I was invited by Indiblogger and the makers of Bhopal: A Prayer for Rain to attend the preview of the movie on Tuesday. I must admit that I had high expectations from the docu-drama, as it describes itself. It had a stellar cast and a compelling issue, basically two of the most important ingredients for the success of any movie. But did it live up to the hype? Well, the answer is yes and no.
The movie begins with Dilip (played by Rajpal Yadav) trying to pull his auto with great difficulty to take his overweight passenger home. As expected, the rickshaw cannot bear his weight and it collapses. While he helps the man get on to his weight, a bunch of children decide to steal his broken wheel, leaving him with no other asset to fall back on. His life takes a turn for better, when he is employed by Union Carbide as an odd jobs man. When one of the workers in the factory dies, Dilip is picked up as his replacement and is given a uniform that he wears with great pride.
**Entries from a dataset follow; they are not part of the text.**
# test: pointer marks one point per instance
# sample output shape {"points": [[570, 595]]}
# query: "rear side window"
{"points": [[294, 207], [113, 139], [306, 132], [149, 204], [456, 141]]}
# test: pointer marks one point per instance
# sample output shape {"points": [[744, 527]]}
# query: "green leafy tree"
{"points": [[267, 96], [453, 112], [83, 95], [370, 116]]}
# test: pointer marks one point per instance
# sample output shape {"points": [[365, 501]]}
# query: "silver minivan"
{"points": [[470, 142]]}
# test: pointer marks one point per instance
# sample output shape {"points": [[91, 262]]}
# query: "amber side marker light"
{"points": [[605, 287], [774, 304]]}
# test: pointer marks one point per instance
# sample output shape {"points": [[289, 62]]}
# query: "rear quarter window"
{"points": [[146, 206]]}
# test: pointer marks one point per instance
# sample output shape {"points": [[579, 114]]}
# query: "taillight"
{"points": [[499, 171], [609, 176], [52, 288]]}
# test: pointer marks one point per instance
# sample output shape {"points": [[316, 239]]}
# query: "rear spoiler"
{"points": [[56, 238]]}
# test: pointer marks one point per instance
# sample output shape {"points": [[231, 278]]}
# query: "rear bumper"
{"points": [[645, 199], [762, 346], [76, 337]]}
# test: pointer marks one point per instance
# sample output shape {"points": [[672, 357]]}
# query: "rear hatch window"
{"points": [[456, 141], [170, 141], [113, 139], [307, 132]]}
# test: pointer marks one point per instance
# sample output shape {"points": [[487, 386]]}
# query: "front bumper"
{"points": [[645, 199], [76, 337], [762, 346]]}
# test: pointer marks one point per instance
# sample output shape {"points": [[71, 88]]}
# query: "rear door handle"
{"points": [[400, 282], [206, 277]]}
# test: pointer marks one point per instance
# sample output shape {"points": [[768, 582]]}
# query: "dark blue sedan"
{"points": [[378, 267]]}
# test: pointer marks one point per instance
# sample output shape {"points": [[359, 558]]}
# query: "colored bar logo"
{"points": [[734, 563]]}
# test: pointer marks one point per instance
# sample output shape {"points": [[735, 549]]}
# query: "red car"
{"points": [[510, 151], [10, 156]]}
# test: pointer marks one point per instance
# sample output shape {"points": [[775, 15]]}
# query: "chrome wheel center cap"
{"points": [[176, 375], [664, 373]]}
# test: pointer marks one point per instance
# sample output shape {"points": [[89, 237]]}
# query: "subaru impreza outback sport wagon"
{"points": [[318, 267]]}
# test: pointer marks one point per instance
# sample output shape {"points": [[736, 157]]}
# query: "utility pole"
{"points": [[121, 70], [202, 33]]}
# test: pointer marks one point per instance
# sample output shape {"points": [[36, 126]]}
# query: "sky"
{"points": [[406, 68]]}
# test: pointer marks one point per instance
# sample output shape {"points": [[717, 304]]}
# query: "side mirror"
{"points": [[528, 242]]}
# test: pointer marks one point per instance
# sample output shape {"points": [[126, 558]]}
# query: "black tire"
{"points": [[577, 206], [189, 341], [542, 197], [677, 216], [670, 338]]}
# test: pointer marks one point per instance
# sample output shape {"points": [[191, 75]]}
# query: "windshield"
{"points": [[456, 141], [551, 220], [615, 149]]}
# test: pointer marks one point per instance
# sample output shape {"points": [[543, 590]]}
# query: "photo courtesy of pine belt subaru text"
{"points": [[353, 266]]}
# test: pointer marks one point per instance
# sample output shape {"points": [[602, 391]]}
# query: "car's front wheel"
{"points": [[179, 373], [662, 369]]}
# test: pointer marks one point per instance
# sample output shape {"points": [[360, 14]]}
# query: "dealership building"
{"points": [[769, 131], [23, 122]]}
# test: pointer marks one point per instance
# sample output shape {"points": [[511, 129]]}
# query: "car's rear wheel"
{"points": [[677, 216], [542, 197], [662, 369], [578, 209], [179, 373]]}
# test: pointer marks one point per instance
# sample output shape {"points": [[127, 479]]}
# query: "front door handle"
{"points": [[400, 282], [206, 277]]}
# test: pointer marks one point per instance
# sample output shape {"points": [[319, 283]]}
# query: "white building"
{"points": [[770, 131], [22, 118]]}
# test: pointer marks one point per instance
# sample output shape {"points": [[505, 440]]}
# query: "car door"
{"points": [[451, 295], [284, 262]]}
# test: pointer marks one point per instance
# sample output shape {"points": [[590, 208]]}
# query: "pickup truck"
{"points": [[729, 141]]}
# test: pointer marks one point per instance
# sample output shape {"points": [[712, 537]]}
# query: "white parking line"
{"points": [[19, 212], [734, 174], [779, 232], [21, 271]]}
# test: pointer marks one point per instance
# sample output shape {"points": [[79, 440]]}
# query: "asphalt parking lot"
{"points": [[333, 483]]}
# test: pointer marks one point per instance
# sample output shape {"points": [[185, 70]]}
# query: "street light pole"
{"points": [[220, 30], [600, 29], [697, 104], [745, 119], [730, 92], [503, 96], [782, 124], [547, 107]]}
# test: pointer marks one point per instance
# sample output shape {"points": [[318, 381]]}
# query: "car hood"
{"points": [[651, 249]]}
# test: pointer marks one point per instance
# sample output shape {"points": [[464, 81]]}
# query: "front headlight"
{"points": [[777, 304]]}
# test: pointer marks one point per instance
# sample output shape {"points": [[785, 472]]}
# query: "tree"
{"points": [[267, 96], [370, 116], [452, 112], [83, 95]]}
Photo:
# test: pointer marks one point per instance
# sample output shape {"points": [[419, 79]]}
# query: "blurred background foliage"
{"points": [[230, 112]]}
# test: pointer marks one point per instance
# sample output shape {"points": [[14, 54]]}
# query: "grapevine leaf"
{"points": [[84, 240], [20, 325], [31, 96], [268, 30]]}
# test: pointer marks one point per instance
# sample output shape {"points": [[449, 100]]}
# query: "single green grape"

Motwani, a local journalist, who is on the lookout for the next sensational stories, runs into the doctor who had treated the factory worker to know his cause of death. The doctor’s answer convinces him that that there is something very wrong with the factory.
The movie then shifts focus to Warren Anderson who is interested in sales figures and not safety protocols, both of which that Union Carbide factory in Bhopal lacks. He comes over to India and is interviewed by student reporter (Mischa Barton) on Motwani’s insistence.
Up to this point the movie has been beautifully made and the plot keeps you engaged. I did not see the point of Mischa’s character as it does not add much to the story line and I found the part unnecessary. Anderson decides to bribe a local politician to merge three tanks full of poisonous chemicals to increase production, even though the company already has a huge surplus of pesticides and other chemicals because of lack of demand by the farmers who are still awaiting the monsoon.
Everything falls apart after this decision and the film shows what exactly went wrong on that fateful night. However, here is when the movie loses its steam. The scenes that could be intense and could move a person to tears are lackluster. I could not connect with the emotions that were playing in front of me as they seemed to be overtly dramatized. The story, which initially had started with Dilip’s struggle suddenly shifts focus to the Bhopal Gas tragedy and the transition is not all that smooth.
The movie has its heart in the right place; it tries to show both the perspectives of the tragedy, but it fails to evoke the emotions that tragedy of this magnitude generally would. I particularly enjoyed Rajpal Yadav’s performance as well as that of Martin Sheen. You should watch this movie for their performances alone.